RFO UPF vol.18 no.1 Passo Fundo Jan./Abr. 2013

 

Editorial

 

Estudos do câncer bucal: HPV positivo x HPV negativo

 

Cristiane H. SquarizeI
Rogerio M. CastilhoI

I Laboratory of Epithelial Biology, Department of Periodontics and Oral Medicine, School of Dentistry, University of Michigan, Ann Arbor, MI 48109-1078, USA

Corresponding author

 

 

O carcinoma epidermoide bucal consiste na neoplasia maligna mais comumente encontrada na região de cabeça e pescoço e é caracterizada pelo crescimento rápido e devastador. A sobrevida de pacientes diagnosticados com esse câncer é limitada: cerca de 50% deles vão a óbito nos primeiros cinco anos após o diagnóstico inicial. Somente 20% dos pacientes tratados sobrevivem após dez anos do diagnóstico. Mas atenção! O diagnóstico precoce e a etiologia do câncer fazem toda a diferenca quando consideramos a sobrevida do nosso paciente.
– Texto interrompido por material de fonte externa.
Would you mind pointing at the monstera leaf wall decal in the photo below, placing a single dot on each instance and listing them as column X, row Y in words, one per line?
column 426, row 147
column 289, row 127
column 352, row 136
Cabe a nós cirurgiões-dentistas estabelecermos como rotina em nossos consultórios e serviços públicos o exame preventivo do câncer bucal e o diagnóstico precoce desse câncer, também conhecido como carcinoma de cabeça e pescoço.

Estudos recentes demonstram que o cirurgião-dentista nem sempre está seguro para examinar e realizar a biópsia das lesões de boca. Nós trabalhamos constantemente na cavidade bucal. O exame rotineiro e sistemático da cavidade bucal pode resultar na identificação de lesões pré-malignas ou de estágio inicial do câncer que muitas vezes se apresentam assintomáticos. Não ignore as alterações de tecidos moles, como, por exemplo, as lesões eritematosas (lesões vermelhas) ou leucoplasias (lesões brancas), úlceras e as que apresentam bordas elevadas. Se necessário, encaminhe o paciente a um setor de diagnóstico. Esta simples atitude pode significar a diferença entre a vida e a morte, especialmente devido ao fato de que pacientes diagnosticados precocemente têm um significativo aumento na sobrevida, ou, mesmo, na completa cura.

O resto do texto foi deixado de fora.